Question: We have just finished our annual retirement portfolio re-balancing. All of our accounts are with Vanguard. Should we consider having some accounts at a different company to spread the broker risk around? Howard, Bozeman, MT.
Answer: This question is coming up a lot recently, and with good reason: The collapse of the investment bank Bear Stearns, the handful of bank failures, the frozen auction rate preferred market, and the ongoing turmoil from the credit crunch.
What do I think? For many of us, it’s easier to manage our retirement portfolio if the money is at one institution that offers good service, low fees and investment choice. But does convenience increase your risk? It does a bit, but not by much in most cases. I’ve gone back and forth on this issue several times over the past couple of years. In essence, my answer is “no”, but…
First of all, the biggest protection you have is that your money is invested in securities. So, even if Vanguard, Fidelity, or some other major financial institution got into trouble you still own the securities. (Of course, ownership doesn’t prevent the value of your portfolio from going down.) There is also Securities Industry Protection Corp. backing that provides an additional layer of security in case of fraud and malfeasance. (You can learn more about it at www.sipc.org.)
What’s more, most of us end up with a kind of natural financial institution diversification. You have your retirement portfolios with Vanguard. I bet you have savings at a bank or credit union, a life insurance policy with a life insurance company, and so on. If you look at your household as a single entity you’re probably reasonably diversified overall–even if your retirement portfolios are managed by one firm.
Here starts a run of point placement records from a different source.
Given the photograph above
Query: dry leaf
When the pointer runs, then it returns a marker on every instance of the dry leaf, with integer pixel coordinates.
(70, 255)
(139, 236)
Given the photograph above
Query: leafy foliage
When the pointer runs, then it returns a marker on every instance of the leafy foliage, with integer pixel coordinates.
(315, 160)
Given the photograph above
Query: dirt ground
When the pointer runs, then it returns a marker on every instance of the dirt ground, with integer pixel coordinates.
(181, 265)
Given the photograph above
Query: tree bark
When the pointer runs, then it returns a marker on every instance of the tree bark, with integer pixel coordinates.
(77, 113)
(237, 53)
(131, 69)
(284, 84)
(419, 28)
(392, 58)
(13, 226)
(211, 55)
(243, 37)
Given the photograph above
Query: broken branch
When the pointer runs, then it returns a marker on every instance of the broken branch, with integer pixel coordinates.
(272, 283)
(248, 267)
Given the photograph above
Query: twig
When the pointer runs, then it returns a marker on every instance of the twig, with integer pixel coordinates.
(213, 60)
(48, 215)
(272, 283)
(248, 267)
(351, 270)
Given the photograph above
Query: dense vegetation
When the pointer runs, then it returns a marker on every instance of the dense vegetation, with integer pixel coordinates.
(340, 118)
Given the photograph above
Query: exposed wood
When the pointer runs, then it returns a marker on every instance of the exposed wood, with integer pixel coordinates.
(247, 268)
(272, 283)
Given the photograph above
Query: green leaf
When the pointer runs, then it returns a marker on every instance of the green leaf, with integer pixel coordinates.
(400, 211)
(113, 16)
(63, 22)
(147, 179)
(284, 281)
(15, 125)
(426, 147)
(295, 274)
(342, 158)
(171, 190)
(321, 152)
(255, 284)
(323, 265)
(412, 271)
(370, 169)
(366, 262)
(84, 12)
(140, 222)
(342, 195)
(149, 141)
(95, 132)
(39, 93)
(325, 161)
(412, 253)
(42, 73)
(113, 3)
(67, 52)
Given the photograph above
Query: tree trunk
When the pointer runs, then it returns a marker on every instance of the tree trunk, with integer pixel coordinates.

Now for the proverbial “but.” In an era of financial supermarkets and one-stop-shopping it’s possible to concentrate amost all your financial assets with one firm. At that point say “stop,” and diversify. The lack of diversification is one reason why I have never been enamored with the financial supermarket idea. The other is that experience shows a firm good at managing mutual funds isn’t necessarily the best at creating other competitive financial products. It always pays to shop around.